Jörg Scherer von HSBC Trinkaus verweist auf frische Verkaufssignale seitens des MACD, den Bruch des Aufwärtstrends im Verlauf des RSI und das jüngste ausgeprägte 'Swing High'. Damit rückten die alten Ausbruchsmarken bei 9.810/9.794 Punkten in den Fokus. „Zusammen mit der Aufwärtskurslücke vom 26. Mai mit der unteren Gapkante bei 9.780 Punkten ergibt sich hier die entscheidende Unterstützungszone.“ Oberhalb des angeführten Bereichs bleibe die laufende Aufwärtsbewegung intakt, dann würden die Analysten weiter an den Zielmarken von kurzfristig 10.131 und mittelfristig 10.600 Punkten festhalten. Im Negativszenario stehe dagegen der dominierende Aufwärtstrend seit September 2011 bei aktuell 9.743 Punkten zur Disposition.

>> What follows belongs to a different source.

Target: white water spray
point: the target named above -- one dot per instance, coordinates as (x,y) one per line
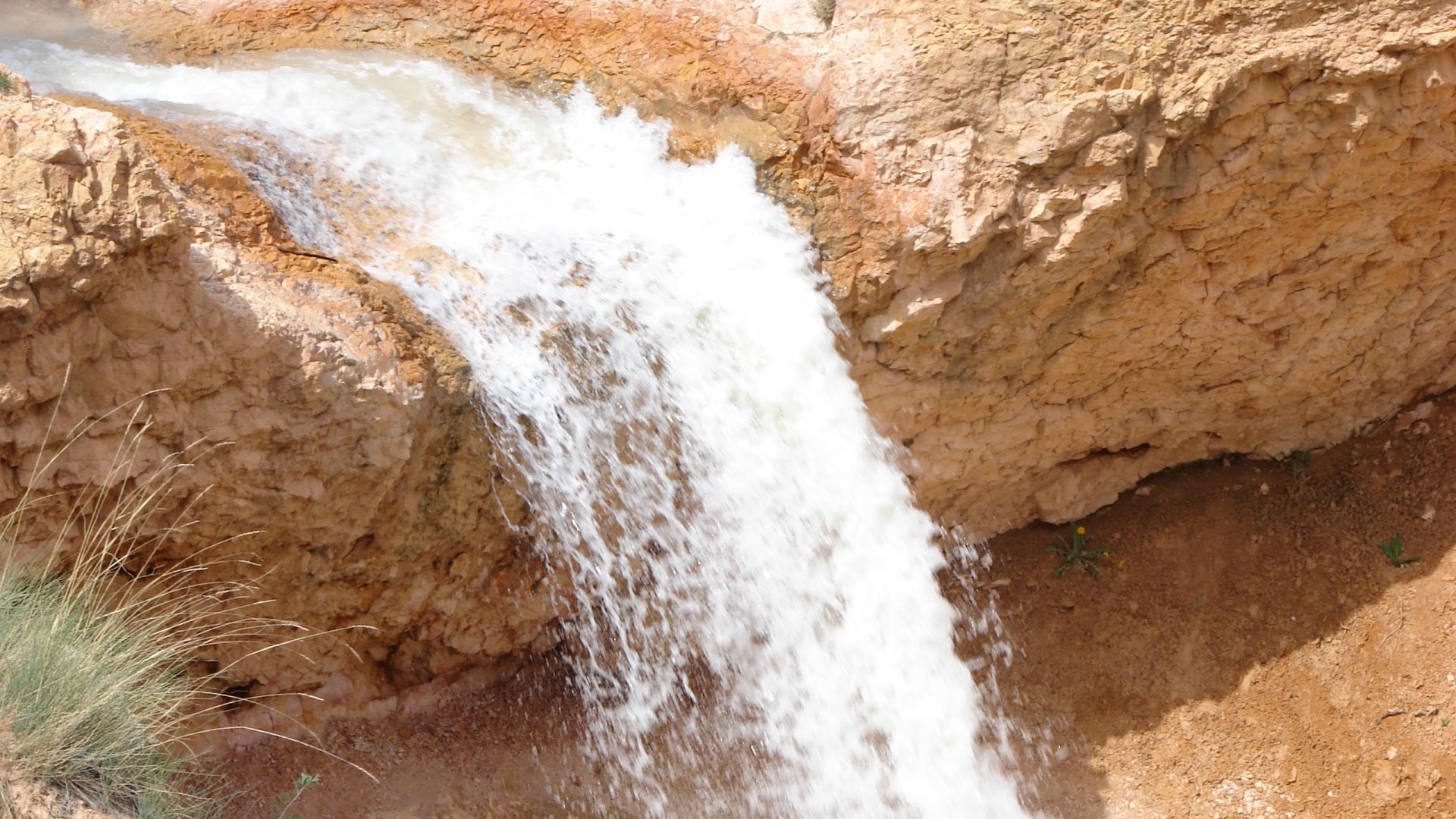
(657,353)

Ein 'Swing High' ist eine Spitze, die ein Preis oder ein Indikator inmitten anderer Spitzen erreicht. Eine ganze Reihe solcher Spitzen soll einen Aufwärtstrend signalisieren.

Kämpfe im Irak belasten

Neben den charttechnischen Risiken spricht derzeit aber auch Anderes für eine anhaltende Schwäche am Aktienmarkt: Für Unruhe sorgen zum Beispiel die Kämpfe im Irak, Öl der Sorte Brent hat sich bereits deutlich verteuert und am Freitag mit 114,69 US-Dollar den höchsten Stand seit neun Monaten erreicht. Der DAX notiert am Montagmorgen bei 9.885 Punkten leicht im Minus. Vergangene Woche hatte der Index unter dem Strich verloren und war am Freitag bei 9.912,87 Punkten aus dem Handel gegangen.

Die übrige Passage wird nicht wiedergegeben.